Since yesterday Let's Encrypt supports wildcard certificates so you can issue a certificate for all subdomains of a domain. This is very nice and powerful but how can you create such certificates?
First of all, you need the latest version of certbot (preferably the git version). Start the certificate process using the following command. You need to replace vgapps.de with your domain.
certbot -d vgapps.de -d *.vgapps.de --server https://acme-v02.api.letsencrypt.org/directory --manual --preferred-challenges dns certonly
(perhaps you need to replace certbot with ./certbot-auto, especially in the git version) Why are we using the --server-option? It is possible that certbot wants to use the old ACME v1 endpoint which doesn't support wildcard certificates (especially when you have an existing LE installation). Therefore we need to help out certbot a little bit. It's likely that you need to enter your email address and accept the terms of service (again) because of the new endpoint.
Now the following text is shown (with your domain data of course):
Please deploy a DNS TXT record under the name _acme-challenge.vgapps.de with the following value: 3AAfr7vk6_Ik0yg8SA_i-aiRagt11E34AdfXM3PuhFU
You need to create a TXT record with the displayed value in your DNS zone now.

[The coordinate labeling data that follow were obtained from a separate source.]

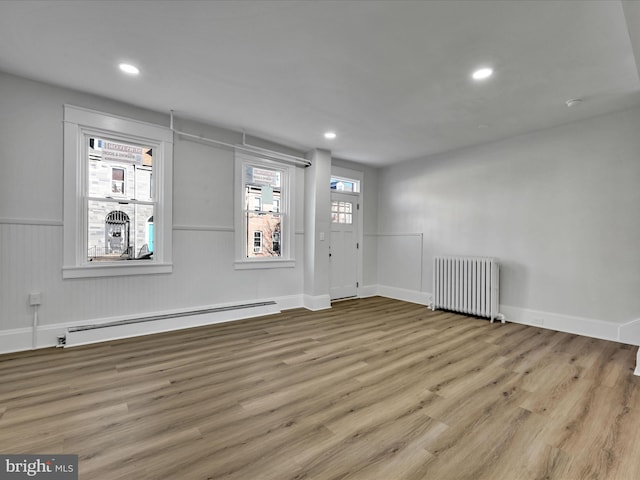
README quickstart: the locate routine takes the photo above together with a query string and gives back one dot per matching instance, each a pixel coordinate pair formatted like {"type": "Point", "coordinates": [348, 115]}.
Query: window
{"type": "Point", "coordinates": [345, 184]}
{"type": "Point", "coordinates": [117, 181]}
{"type": "Point", "coordinates": [342, 212]}
{"type": "Point", "coordinates": [257, 242]}
{"type": "Point", "coordinates": [264, 230]}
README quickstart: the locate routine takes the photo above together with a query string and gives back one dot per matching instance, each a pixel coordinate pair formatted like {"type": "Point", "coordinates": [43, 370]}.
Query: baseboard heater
{"type": "Point", "coordinates": [131, 327]}
{"type": "Point", "coordinates": [469, 285]}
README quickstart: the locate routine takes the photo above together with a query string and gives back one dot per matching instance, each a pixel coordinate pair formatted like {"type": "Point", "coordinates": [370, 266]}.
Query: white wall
{"type": "Point", "coordinates": [31, 222]}
{"type": "Point", "coordinates": [558, 207]}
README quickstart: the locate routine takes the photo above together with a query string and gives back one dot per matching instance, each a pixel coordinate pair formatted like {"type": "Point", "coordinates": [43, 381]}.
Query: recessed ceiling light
{"type": "Point", "coordinates": [130, 69]}
{"type": "Point", "coordinates": [482, 73]}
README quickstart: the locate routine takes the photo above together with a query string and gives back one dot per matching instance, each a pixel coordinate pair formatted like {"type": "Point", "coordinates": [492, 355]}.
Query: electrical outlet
{"type": "Point", "coordinates": [35, 298]}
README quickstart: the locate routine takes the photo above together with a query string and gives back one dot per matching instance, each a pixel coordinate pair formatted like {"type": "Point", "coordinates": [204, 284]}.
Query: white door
{"type": "Point", "coordinates": [344, 245]}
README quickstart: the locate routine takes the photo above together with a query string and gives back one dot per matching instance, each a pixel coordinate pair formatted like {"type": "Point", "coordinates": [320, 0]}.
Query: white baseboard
{"type": "Point", "coordinates": [588, 327]}
{"type": "Point", "coordinates": [630, 332]}
{"type": "Point", "coordinates": [20, 339]}
{"type": "Point", "coordinates": [368, 291]}
{"type": "Point", "coordinates": [318, 302]}
{"type": "Point", "coordinates": [128, 330]}
{"type": "Point", "coordinates": [413, 296]}
{"type": "Point", "coordinates": [290, 302]}
{"type": "Point", "coordinates": [627, 333]}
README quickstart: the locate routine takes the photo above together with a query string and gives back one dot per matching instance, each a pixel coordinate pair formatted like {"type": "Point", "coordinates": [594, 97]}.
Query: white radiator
{"type": "Point", "coordinates": [467, 285]}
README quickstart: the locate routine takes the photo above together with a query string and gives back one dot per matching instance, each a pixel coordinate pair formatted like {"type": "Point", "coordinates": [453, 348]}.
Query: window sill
{"type": "Point", "coordinates": [258, 264]}
{"type": "Point", "coordinates": [115, 270]}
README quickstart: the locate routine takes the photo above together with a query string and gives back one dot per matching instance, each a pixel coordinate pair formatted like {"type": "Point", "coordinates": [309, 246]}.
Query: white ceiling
{"type": "Point", "coordinates": [392, 78]}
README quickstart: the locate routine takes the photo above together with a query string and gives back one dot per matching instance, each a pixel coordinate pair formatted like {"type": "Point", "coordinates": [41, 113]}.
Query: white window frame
{"type": "Point", "coordinates": [79, 124]}
{"type": "Point", "coordinates": [287, 234]}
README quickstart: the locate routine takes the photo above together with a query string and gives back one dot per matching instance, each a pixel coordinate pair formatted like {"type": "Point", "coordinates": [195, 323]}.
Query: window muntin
{"type": "Point", "coordinates": [257, 242]}
{"type": "Point", "coordinates": [263, 189]}
{"type": "Point", "coordinates": [348, 185]}
{"type": "Point", "coordinates": [86, 133]}
{"type": "Point", "coordinates": [272, 182]}
{"type": "Point", "coordinates": [118, 202]}
{"type": "Point", "coordinates": [342, 212]}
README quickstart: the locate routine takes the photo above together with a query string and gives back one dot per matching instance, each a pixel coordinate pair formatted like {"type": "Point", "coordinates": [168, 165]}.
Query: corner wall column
{"type": "Point", "coordinates": [317, 230]}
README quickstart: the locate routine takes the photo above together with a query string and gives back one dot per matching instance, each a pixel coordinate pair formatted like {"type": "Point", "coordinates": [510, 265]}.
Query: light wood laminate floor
{"type": "Point", "coordinates": [373, 389]}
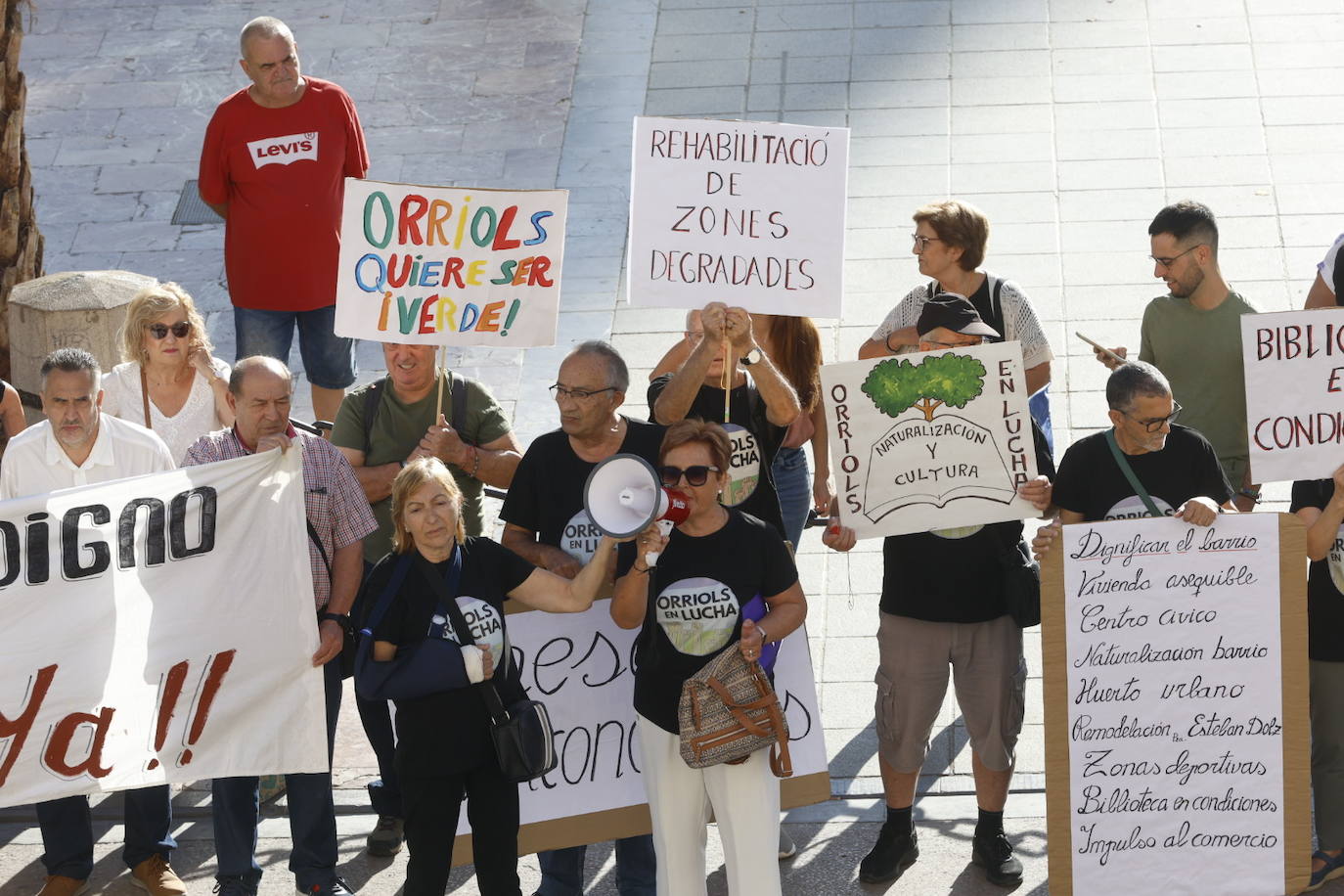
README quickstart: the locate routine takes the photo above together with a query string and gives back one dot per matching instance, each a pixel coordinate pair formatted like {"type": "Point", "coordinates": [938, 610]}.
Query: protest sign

If you use the options as shown above you will see a second key. You need to create a second record because every requested domain needs its own TXT record for the challenge and validation. It's possible to create multiple Resource Records for one domain. Your DNS records can look like this:
_acme-challenge.vgapps.de. 300 IN TXT "3AAfr7vk6_Ik0yg8SA_i-aiRagt11E34AdfXM3PuhFU" _acme-challenge.vgapps.de. 300 IN TXT "4BAfr7vk6_Ik0yg8SA_i-aiRagt11E34AdfXM3PuhAB"
Update the DNS zone and check the TXT record. Then press enter again. Now certbot requests the certificate. The issued certificate data is located in /etc/letsencrypt/live/. The TXT records aren't needed until you need to renew your certificate.